Un utile sondaggio in tema di giustizia: sfiducia diffusa, consenso trasversale per la riforma, percezione di politicizzazione della magistratura
I lavori parlamentari sono fermi per le vacanze estive, ma a settembre riprenderà l’iter del ddl costituzionale Meloni-Nordio sulla riforma della magistratura, che prevede la separazione delle carriere. E, complici anche le notizie di cronaca giudiziaria, con inchieste che interessano sia Ministri che figure politiche locali, in Italia il tema della giustizia si conferma come uno dei più divisivi dell’opinione pubblica. Ne abbiamo parlato con Arnaldo Ferrari Nasi, sociologo e analista, che con la sua AnalisiPolitica ha da poco realizzato un sondaggio su questi argomenti, con interessanti paragoni storici.
Il suo ultimo sondaggio fotografa un’Italia divisa in due sulla fiducia nella giustizia. Ce ne può illustrare il dato più saliente?
Sì, parliamo di una domanda classica: “Lei ha fiducia o non ha fiducia nella giustizia in Italia?”. Nel 2013 era fiducioso il 47,5%, nel 2022 il 39,5%, oggi il 41,57%. È un dato stabile nella sua drammaticità: significa che c’è una maggioranza, anche se non schiacciante, che dichiara poca o nessuna fiducia. L’immagine è quella di un Paese spaccato a metà su uno dei tre poteri dello Stato.

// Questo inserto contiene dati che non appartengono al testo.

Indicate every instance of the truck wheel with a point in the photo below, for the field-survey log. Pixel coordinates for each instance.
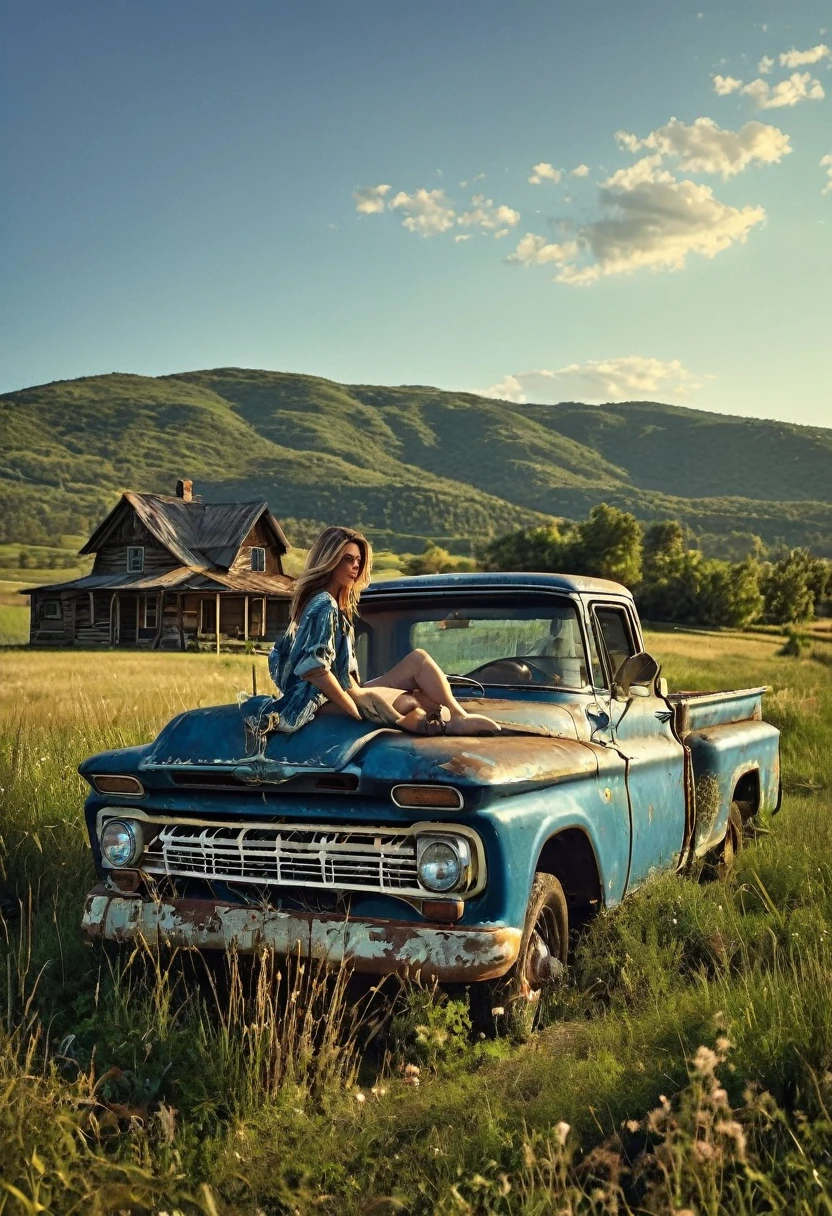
(732, 842)
(719, 862)
(539, 964)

Cosa intende dire “spaccato a metà”?
Che la divisione attraversa età, territori e schieramenti. Certo, sono un po’ più sfiduciate le persone fra i 40 e i 65 anni, chi ha un titolo di studio basso e chi vive nelle aree più ricche del Nord e in Toscana. E dal punto di vista politico, la sfiducia è più marcata nel centrodestra, attorno ai due terzi, ma attenzione: anche nel centrosinistra si aggira sul 45%. Questo vuol dire che il sentimento è generalizzato.
In altre parole, secondo lei non è una questione di schieramento?
Esatto. Se fosse solo una linea di frattura politica, avremmo percentuali molto diverse tra destra e sinistra. Invece il “no” alla fiducia è trasversale. Questo è uno dei dati più controintuitivi: la narrativa politica vorrebbe la sfiducia concentrata su un solo campo, ma i numeri non lo confermano.
Eppure sulla riforma della giustizia, il quadro sembra opposto…
Sì, qui succede qualcosa di sorprendente: non più un Paese spaccato, ma quasi unito. Alla domanda “Il sistema della giustizia ha bisogno di una profonda riforma?”, nel 2013 il sì era al 95%, oggi è all’84%. È ancora un consenso altissimo, soprattutto se consideriamo che dal 2022 se ne parla molto di più per via delle iniziative del Governo Meloni. Anche chi è distante politicamente dall’Esecutivo, in larga parte, vuole la riforma.
Cosa significa, a suo avviso?
Che esiste un bisogno condiviso di cambiare, al di là del colore politico. Questo è un dato che dovrebbe far riflettere: nel dibattito parlamentare il tema divide, nell’opinione pubblica unisce.
Veniamo a un altro dato forte: la percezione di politicizzazione della magistratura.
Quando chiediamo se “i magistrati agiscono sovente con fini politici”, nel 2007 il 56% era d’accordo, nel 2017 il 62%, nel 2023 il 69%. In vent’anni, l’idea che una parte della magistratura sia politicizzata è cresciuta costantemente. E ripeto: parliamo di “sovente”, non di “sempre”. Non è un attacco alla categoria, ma è una percezione radicata.
Quindi, anche qui, non un dato occasionale ma strutturale?
Esatto. Questi numeri non nascono da un episodio specifico. Sono la fotografia di un’opinione che attraversa il tempo e resiste ai cambi di governo.
E sulla responsabilità civile dei magistrati?
È uno dei dati più eclatanti: sopra il 90% costante negli anni. La domanda è semplice: “È giusto che un magistrato sia civilmente responsabile per errori commessi?”. Quasi tutti rispondono sì. Poi sappiamo che in realtà la legge esiste dagli anni ’90 ma con limiti tali che i casi reali si contano sulle dita.
Mi sembra che lei dia grande peso alla continuità dei dati…
Sì, perché è la prova che certe percezioni non sono umorali. Il mio mestiere non è indovinare l’umore del giorno, ma capire tendenze. Se su vent’anni vedo oscillazioni minime, vuol dire che ho davanti un fenomeno stabile.
In conclusione, cosa dovrebbero fare politica e istituzioni con questi numeri?
Prima di tutto, leggerli senza pregiudizi. Non usarli per dire “ho ragione io”, ma per capire che il Paese chiede fiducia e riforme insieme. E soprattutto ricordarsi che, come dico sempre, con i numeri si scappa poco.